I haven't quite got a gambler's faith in a hunch, or presentiment, or intuitive conclusion--whatever term one chooses to apply--but from the moment he spoke of seeing four riders on a ridge during that frolic of the elements, a crazy idea kept persistently turning over and over in my mind; and when Mac got that far I blurted it out for what it was worth, prefacing it with the happenings of the trip from Walsh to Pend d' Oreille. He listened without manifesting the interest I looked for, tapping idly on the saddle-horn, and staring straight ahead with an odd pucker about his mouth.

"I was just going to ask you if you all came through together," he observed, in a casual tone. "I neglected to say that I got a pretty fair look at those fellows.

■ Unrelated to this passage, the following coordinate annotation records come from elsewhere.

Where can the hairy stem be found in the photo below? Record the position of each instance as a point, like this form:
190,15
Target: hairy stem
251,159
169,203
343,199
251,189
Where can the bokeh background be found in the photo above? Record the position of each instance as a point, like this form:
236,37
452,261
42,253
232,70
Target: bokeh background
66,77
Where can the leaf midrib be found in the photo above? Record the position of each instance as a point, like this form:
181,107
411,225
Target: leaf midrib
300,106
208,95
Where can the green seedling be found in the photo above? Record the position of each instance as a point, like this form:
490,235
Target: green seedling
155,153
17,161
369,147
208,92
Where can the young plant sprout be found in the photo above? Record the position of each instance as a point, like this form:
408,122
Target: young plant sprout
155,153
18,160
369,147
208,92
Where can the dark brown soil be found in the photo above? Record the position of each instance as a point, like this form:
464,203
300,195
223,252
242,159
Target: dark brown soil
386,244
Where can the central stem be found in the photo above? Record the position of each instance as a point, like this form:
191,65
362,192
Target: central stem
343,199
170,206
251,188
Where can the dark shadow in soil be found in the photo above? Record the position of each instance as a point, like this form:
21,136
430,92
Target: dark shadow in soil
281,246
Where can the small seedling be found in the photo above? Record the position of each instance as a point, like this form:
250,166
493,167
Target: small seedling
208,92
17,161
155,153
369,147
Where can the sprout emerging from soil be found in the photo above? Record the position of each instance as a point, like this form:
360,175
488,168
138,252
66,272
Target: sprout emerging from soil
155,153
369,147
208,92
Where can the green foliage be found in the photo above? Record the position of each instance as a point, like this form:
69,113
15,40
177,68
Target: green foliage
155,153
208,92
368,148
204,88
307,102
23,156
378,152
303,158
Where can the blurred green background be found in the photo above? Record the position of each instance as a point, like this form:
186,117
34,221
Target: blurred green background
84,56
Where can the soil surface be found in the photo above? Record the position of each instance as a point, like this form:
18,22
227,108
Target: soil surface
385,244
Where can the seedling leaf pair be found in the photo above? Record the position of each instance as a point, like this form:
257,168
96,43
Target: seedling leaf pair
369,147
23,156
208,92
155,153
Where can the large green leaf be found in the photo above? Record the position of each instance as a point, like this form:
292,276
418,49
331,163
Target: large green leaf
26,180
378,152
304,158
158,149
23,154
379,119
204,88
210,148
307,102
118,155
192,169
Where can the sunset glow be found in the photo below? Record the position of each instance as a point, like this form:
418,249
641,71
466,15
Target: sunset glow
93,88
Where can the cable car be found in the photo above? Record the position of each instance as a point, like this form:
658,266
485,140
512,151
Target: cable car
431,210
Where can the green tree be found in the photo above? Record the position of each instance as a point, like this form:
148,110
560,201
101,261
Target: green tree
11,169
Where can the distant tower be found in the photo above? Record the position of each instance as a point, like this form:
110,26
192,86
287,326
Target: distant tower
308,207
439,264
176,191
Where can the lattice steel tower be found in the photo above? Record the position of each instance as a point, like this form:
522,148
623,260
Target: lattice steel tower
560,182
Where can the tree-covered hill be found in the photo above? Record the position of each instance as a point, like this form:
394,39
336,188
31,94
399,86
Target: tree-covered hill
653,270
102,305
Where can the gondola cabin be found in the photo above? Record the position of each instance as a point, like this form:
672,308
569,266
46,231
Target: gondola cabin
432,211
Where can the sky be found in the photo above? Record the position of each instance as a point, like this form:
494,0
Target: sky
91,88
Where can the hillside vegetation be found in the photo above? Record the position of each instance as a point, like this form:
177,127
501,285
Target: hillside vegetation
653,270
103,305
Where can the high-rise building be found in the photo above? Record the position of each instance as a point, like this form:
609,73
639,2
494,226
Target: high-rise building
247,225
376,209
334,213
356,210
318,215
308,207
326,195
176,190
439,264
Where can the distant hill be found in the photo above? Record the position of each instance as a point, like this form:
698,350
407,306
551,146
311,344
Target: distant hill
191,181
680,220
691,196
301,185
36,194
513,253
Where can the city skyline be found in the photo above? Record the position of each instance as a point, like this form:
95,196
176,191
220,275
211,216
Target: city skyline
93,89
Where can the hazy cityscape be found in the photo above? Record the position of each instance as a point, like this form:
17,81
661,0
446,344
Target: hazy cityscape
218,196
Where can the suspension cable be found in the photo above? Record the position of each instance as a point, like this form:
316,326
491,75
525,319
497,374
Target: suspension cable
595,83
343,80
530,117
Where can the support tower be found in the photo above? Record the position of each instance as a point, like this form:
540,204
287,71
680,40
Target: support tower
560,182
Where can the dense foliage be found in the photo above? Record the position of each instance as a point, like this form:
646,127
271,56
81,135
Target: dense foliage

In fact, I wouldn't hesitate to swear to the face of the gentleman who rode in the lead of the four."

"You did? Was it--was my hunch right?" I demanded eagerly.

"I could turn in my saddle and shoot his eye out," MacRae responded whimsically. "And I don't know but that would be more than justice. Of course, the others were the men, but I'm positive of Gregory. You see what we're up against, Sarge.

"That's why," he soberly concluded, "I think we'll have our hands full if we do locate that stuff. It's a big chunk of money, and a little thing like killing a man or two won't trouble them. We'll be watched every minute of the time that we prowl around those painted rocks; that's a cinch. And when we've pulled the chestnut out of the fire they'll gobble it--if there's the ghost of a chance."